Joie et Paix
Parfois on ne prêtera même pas attention à ces faits, tellement nous sommes enfermés dans la rationalité scientifique qui est devenue hégémonique dans nos cultures au-delà du domaine qui aurait dû rester le sien.
Ils sont nombreux celles et ceux qui ont bénéficié, au moins une fois dans leur vie, d'un événement, ou d'une expérience, hors du commun, surnaturels. Bien sûr, ce ne sont pas toujours de ces événements aussi extraordinaire que ceux dont parlent Éric Emmanuel Schmitt ("La nuit de feu") ou André Comte-Sponville ("L'esprit de l'athéisme"), cela peut être juste une petite chose un peu bizarre, un moment hors du temps, une prémonition venue sans raison et qui se réalise, de nombreuses sortes de ces petites bizarreries, où les lois habituelles de l'espace et du temps sont comme momentanément abolies, ou d'autres sortes encore.
Parfois, souvent (?), on ne prêtera même pas attention à ces faits, tellement nous sommes enfermés, d'une part dans nos conditions de vie quotidiennes, et d'autre part dans la rationalité scientifique qui est devenue hégémonique dans nos cultures au-delà du domaine qui aurait dû rester le sien.
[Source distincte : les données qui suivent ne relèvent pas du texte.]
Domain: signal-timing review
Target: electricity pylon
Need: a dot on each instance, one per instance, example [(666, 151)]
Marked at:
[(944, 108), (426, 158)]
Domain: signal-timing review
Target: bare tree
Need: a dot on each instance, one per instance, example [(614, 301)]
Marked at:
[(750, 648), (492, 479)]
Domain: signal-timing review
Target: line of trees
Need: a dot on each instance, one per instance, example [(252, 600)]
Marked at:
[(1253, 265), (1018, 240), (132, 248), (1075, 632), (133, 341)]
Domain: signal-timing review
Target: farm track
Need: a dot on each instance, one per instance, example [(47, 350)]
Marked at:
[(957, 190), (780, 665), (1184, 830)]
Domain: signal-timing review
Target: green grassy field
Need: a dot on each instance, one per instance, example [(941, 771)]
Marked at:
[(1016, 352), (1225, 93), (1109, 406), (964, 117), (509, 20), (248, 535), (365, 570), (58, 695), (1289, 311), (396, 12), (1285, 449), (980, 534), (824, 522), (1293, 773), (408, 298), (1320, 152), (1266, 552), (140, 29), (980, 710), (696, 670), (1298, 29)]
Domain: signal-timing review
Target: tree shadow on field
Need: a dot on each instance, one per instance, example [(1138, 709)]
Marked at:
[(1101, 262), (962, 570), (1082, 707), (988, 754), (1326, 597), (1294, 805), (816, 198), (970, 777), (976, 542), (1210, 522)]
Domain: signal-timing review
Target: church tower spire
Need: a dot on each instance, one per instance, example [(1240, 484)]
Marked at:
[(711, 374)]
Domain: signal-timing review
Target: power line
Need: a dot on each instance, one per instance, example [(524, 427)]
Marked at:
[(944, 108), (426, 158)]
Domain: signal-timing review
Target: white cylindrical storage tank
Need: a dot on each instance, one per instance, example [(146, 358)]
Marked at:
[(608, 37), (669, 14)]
C'est ainsi que nombre de personnes vont plonger dans des abîmes de dépression et d'angoisse, au minimum, parfois de paranoïa et de schizophrénie, alors qu'il aurait suffi qu'elles puissent accepter la réalité de ce qu'elles ont vécu là, qu'elles le puissent parce que non encore complètement éteintes par cette rationalité dictatoriale dont elles ont été imprégnées, que se soit dans le passé ou le présent.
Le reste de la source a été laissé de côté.